Zé Rameiro vinha carregando essa alcunha não era à toa, embora pouca gente pudesse entender o que estava subentendido, o que estava na origem do seu apelido. Assim, de supetão, os mais desavisados poderiam pensar que Zé fosse algum curandeiro, dado a rezas de benzer maldições ou entendido de formular beberagens feitas de ervas para curar doenças. Que nada! Mas depois eu explico, antes tenho que contar o caso da cuia.
O nome de Das Dores, como era conhecida, era, na verdade, Maria das Dores. Seu nome, coitada, lhe era apropriado. Das Dores era uma sofredora. Casou-se ainda adolescente e inocente com Bastião e vivia para cuidar dos dois filhos e do marido. Tudo seria normal na vida de uma mulher daquela época, não fosse a estupidez e ignorância de Bastião. Bastião era um fazendeiro de modos primitivos e ações violentas. Todos os dias, ao chegar dos afazeres rurais, não se dava sequer ao trabalho de limpar as solas da botina e ia casa adentro despejando uma mistura de poeira, barro, bosta de vaca e todo tipo de sujeira. Não satisfeito, olhava de soslaio por sobre seu ombro e resmungava de Das Dores, dizendo que ela não fazia a limpeza da casa direito. Ainda que ela se esforçasse para esperá-lo com uma janta gostosa e farta, Bastião costumava reclamar cada hora de uma coisa. Um dia era que a comida estava fria, noutro que estava salgada, noutro que o bife estava malpassado... Havia os dias em que Bastião, já na primeira garfada, cuspia a comida no chão, enquanto esbravejava reminiscências: “êta saudade da comida da minha mãe!”. Tinha também o costume de gritar desaforos, ameaças e palavrões para Das Dores, na vista das crianças. Não raro, Bastião deitava-se sem tomar banho e, catinguento, exigia carícias e intimidades de Das Dores.
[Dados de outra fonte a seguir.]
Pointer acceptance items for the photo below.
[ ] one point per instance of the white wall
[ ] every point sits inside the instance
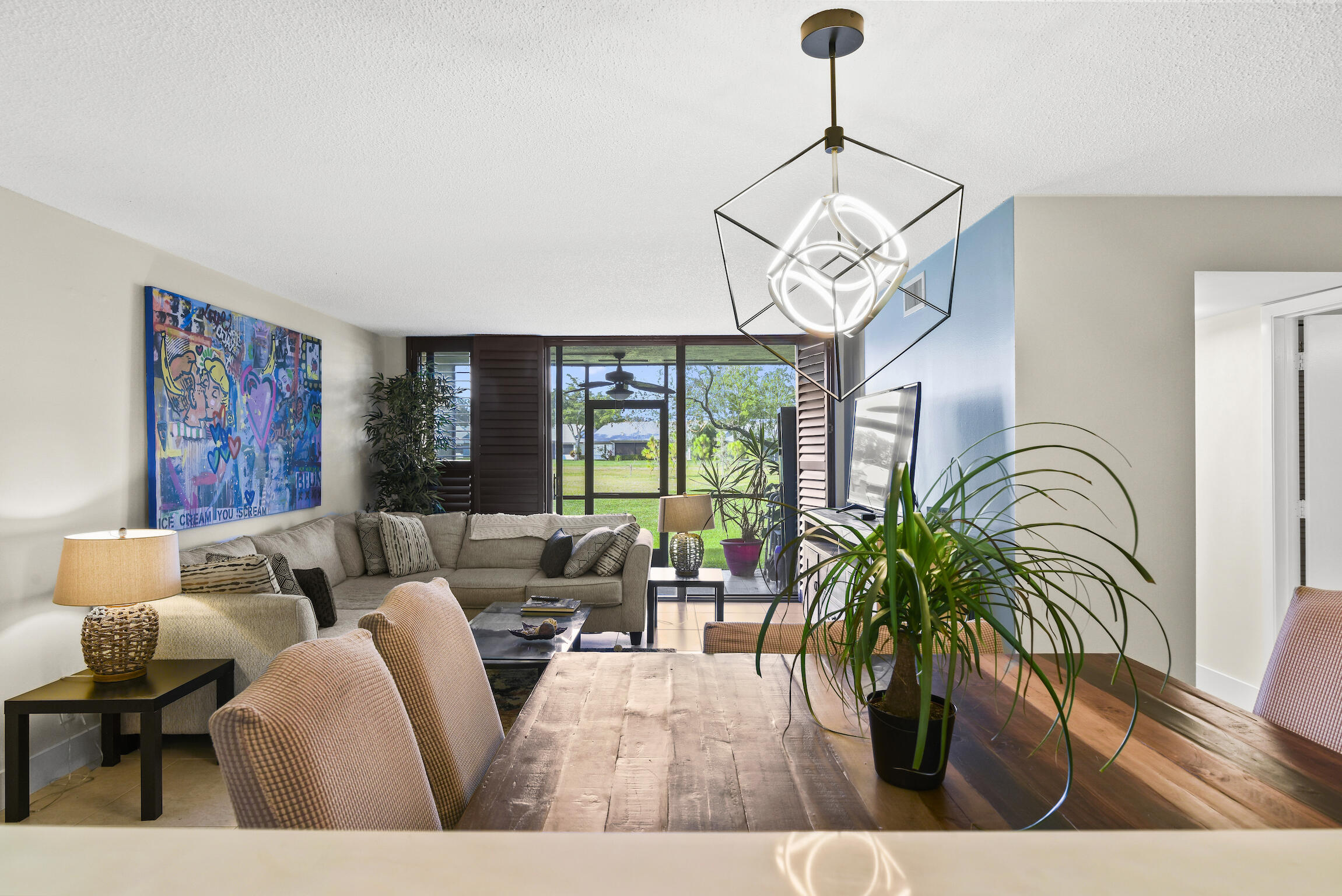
(1234, 429)
(1105, 340)
(73, 454)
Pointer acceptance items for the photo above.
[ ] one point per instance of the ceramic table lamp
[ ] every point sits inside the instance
(686, 516)
(116, 575)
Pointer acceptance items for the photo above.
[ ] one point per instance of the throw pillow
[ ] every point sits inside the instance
(318, 589)
(279, 566)
(559, 548)
(406, 542)
(612, 560)
(371, 540)
(588, 550)
(233, 576)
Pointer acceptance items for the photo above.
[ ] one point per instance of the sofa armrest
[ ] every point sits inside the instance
(248, 628)
(634, 583)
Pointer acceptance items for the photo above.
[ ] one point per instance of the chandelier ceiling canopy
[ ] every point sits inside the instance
(864, 262)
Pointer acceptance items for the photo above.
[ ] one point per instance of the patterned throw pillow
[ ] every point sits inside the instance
(233, 576)
(318, 589)
(559, 548)
(612, 560)
(406, 542)
(587, 552)
(371, 540)
(278, 565)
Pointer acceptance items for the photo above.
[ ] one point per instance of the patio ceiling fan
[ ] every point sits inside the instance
(622, 380)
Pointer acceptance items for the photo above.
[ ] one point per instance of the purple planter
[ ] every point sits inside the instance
(742, 556)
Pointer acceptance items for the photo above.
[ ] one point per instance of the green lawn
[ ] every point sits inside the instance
(639, 475)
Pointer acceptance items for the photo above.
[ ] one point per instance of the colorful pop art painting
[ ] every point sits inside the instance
(235, 415)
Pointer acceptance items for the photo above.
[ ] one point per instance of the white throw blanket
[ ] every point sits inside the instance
(540, 525)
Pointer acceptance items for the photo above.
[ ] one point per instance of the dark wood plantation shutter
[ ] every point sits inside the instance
(812, 428)
(509, 446)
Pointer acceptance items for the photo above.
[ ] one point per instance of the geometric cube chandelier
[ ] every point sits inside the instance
(868, 269)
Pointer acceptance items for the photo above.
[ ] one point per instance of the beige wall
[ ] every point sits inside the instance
(1105, 340)
(1232, 455)
(73, 454)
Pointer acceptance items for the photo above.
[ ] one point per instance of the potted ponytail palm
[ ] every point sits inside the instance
(934, 581)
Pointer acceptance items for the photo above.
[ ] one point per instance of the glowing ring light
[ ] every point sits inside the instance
(800, 271)
(794, 267)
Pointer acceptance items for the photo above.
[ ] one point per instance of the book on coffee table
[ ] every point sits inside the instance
(551, 607)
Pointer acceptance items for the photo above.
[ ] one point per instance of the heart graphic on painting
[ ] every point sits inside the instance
(261, 404)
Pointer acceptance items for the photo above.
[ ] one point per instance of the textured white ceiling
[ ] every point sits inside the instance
(434, 168)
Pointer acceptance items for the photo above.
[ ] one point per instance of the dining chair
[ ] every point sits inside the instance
(1302, 687)
(321, 740)
(423, 636)
(786, 638)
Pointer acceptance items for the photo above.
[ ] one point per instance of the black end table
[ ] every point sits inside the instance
(667, 577)
(164, 682)
(500, 650)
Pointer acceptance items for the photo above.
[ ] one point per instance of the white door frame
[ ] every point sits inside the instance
(1280, 399)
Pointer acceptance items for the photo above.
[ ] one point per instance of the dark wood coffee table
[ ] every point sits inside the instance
(500, 650)
(667, 577)
(164, 682)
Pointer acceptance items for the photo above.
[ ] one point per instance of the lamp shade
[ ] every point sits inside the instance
(685, 514)
(118, 568)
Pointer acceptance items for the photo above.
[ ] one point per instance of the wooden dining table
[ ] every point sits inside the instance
(701, 742)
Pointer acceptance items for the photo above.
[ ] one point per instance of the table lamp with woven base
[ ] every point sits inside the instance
(116, 575)
(686, 516)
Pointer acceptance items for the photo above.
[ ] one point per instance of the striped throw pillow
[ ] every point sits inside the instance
(612, 561)
(278, 565)
(407, 547)
(233, 576)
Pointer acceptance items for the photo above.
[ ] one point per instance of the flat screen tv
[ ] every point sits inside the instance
(885, 433)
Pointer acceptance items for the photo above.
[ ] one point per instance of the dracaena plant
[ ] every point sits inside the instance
(408, 424)
(932, 580)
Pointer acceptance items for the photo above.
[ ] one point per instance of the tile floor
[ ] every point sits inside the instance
(194, 788)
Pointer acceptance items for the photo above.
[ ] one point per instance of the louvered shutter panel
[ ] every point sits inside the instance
(509, 446)
(812, 428)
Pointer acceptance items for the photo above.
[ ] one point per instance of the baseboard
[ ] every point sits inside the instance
(62, 758)
(1231, 690)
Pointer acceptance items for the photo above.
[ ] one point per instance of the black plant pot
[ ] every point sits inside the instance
(893, 741)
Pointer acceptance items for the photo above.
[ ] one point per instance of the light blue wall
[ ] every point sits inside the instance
(968, 364)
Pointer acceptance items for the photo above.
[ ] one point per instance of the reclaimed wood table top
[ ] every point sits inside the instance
(699, 742)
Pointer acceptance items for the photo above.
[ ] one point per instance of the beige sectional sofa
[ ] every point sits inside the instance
(253, 628)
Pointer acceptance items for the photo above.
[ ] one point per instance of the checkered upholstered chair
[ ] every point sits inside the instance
(786, 638)
(1302, 687)
(423, 636)
(321, 740)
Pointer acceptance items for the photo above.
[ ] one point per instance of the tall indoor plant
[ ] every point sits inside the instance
(407, 428)
(932, 581)
(740, 494)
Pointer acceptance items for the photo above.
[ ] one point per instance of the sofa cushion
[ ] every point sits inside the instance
(559, 548)
(231, 576)
(500, 553)
(588, 549)
(346, 544)
(234, 548)
(446, 533)
(306, 547)
(369, 527)
(595, 590)
(483, 586)
(612, 560)
(318, 590)
(367, 592)
(407, 545)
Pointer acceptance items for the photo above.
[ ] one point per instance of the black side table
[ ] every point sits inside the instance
(164, 682)
(667, 577)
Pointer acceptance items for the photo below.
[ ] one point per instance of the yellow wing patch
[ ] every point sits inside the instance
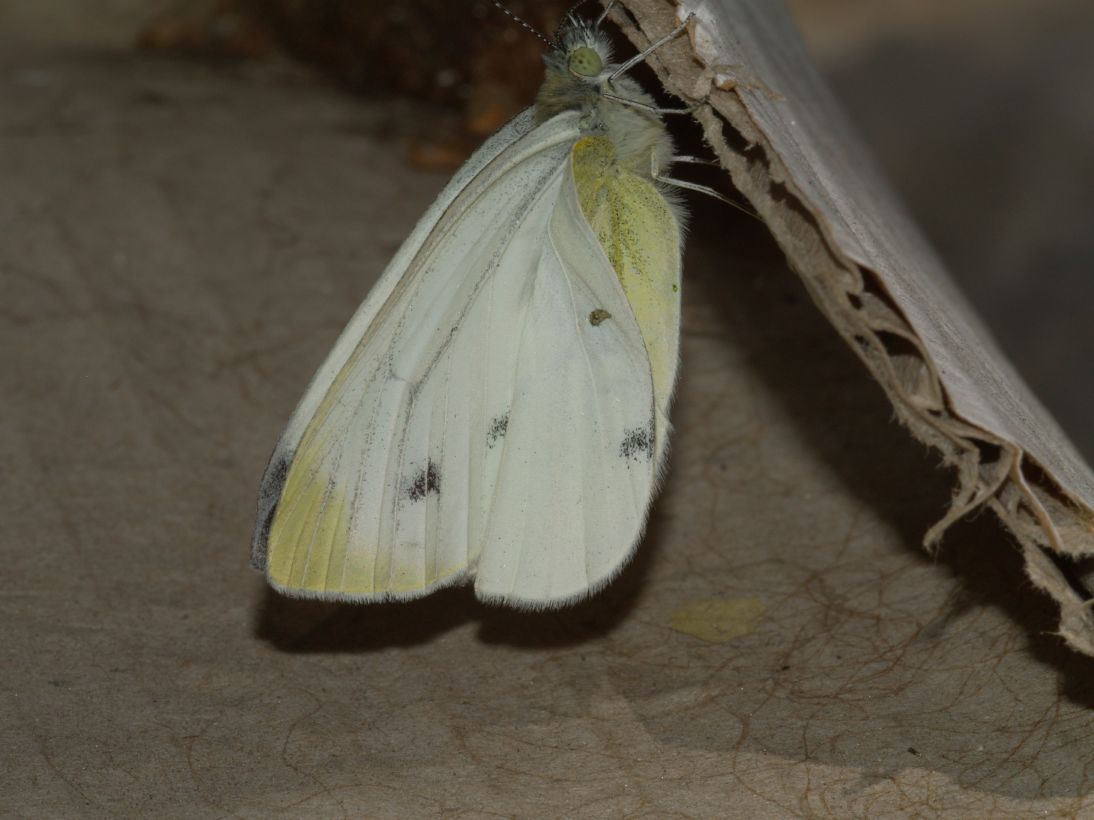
(640, 235)
(307, 537)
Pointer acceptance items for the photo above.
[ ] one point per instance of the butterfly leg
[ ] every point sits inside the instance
(650, 49)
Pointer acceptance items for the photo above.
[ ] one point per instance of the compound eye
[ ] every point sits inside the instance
(585, 61)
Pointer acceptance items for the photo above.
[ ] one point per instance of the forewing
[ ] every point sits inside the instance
(383, 481)
(579, 466)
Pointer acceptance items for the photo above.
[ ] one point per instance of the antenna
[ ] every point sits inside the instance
(524, 23)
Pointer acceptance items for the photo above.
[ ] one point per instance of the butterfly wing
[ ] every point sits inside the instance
(473, 419)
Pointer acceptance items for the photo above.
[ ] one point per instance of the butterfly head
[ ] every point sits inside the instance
(581, 49)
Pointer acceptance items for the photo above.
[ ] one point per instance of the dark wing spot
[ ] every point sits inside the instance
(638, 444)
(268, 500)
(423, 482)
(498, 428)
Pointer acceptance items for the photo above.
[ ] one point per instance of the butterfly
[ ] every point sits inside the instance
(497, 409)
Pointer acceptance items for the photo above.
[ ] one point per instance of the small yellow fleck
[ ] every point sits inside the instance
(719, 620)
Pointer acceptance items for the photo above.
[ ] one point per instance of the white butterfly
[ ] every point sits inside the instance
(497, 409)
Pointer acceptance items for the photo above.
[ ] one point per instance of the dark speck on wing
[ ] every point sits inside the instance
(638, 444)
(423, 482)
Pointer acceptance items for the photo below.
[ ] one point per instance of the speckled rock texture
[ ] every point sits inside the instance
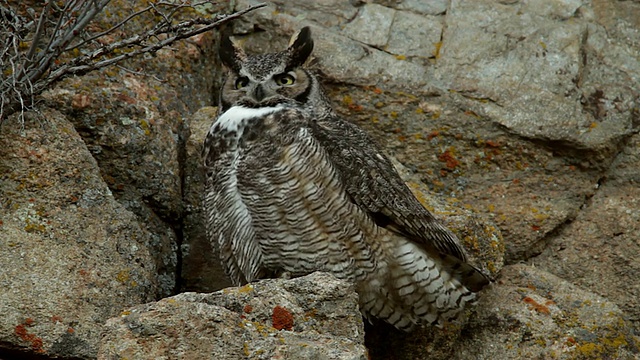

Apesar do sofrimento, Das Dores conservava uma beleza e um encanto que não havia homem na cidade que não a admirasse. Zé Rameiro já havia se apercebido disso. De há tempos, Zé Rameiro vinha dando um jeito de se ajeitar nas proximidades de Das Dores, nas missas dominicais. A mulher de Zé Rameiro, Aninha, beata juramentada, não dava conta dos propósitos de Zé Rameiro. E à medida que Zé cada vez mais se aproximava de Das Dores, ele a alcançava com olhares insistentes de segundas intenções que Das Dores já não conseguia mais ficar indiferente. Desse modo, sucessivamente e sorrateiramente, Zé Rameiro foi se apresentando a Das Dores, ganhando-lhe a confiança, despertando-lhe desejos até o dia que lhe fez, finalmente, propostas libidinosas a que Das Dores não teve como resistir.
Mas sabe como é, em cidade pequena não se consegue acobertar segredos por muito tempo e o caso veio ao conhecimento público, não se sabe como. Em nome dos bons costumes e da moral, coube a Seu João, homem pudico e sacristão nas horas vagas, reconhecido por suas intervenções terapêuticas em problemas domésticos, reconciliar os casais. Não foi fácil! Convencer Bastião a esquecer de que carregaria apêndices córneos por toda uma vida foi uma tarefa hercúlea. Até Aninha já não queria perdoar mais essa traição de Zé Rameiro. Chorando convulsivamente para Seu João, desabafou: “não aguento mais!”.
Agora é que explico a alcunha de Zé Rameiro. O “rameiro” vinha de “rameira”, que seria a mulher dada, literalmente, a manter relações com várias pessoas. A fama de conquistador de Zé corria nas entrelinhas e bastidores da cidade. O dia que ele se vestia de roupa domingueira, embora não fosse domingo, passava brilhantina nos cabelos e se perfumava, podia saber, o homem estava excitado.
Voltemos! Seu João conseguiu restabelecer a ordem e os costumes e tudo voltou ao antes. Seu João resolveu comemorar o feito no bar da esquina e, encostado no balcão, pediu uma pinga. Não se via Seu João em bar desde tempos imemoriais. Como o dono do bar não lhe perguntasse nada, ele arriscou:
- Não vai perguntar a razão de eu estar aqui tomando essa pinga não? – fez-se de rogado. Mas como o dono do bar desdenhasse, dando de ombros, ele insistiu:
- Consegui juntar o Bastião e a Das Dores e o Zé Rameiro e a Aninha de novo. – E levantou a pinga na altura dos olhos.
- Num adianta nada! Cuia que levou pimenta jamais perde o ardume. – decretou o dono do bar, impassível.
Seu João ouviu aquilo, olhos arregalados, enquanto a pinga descia queimando-lhe as goelas e fazendo brotar uma lágrima em seus olhos. Que tristeza!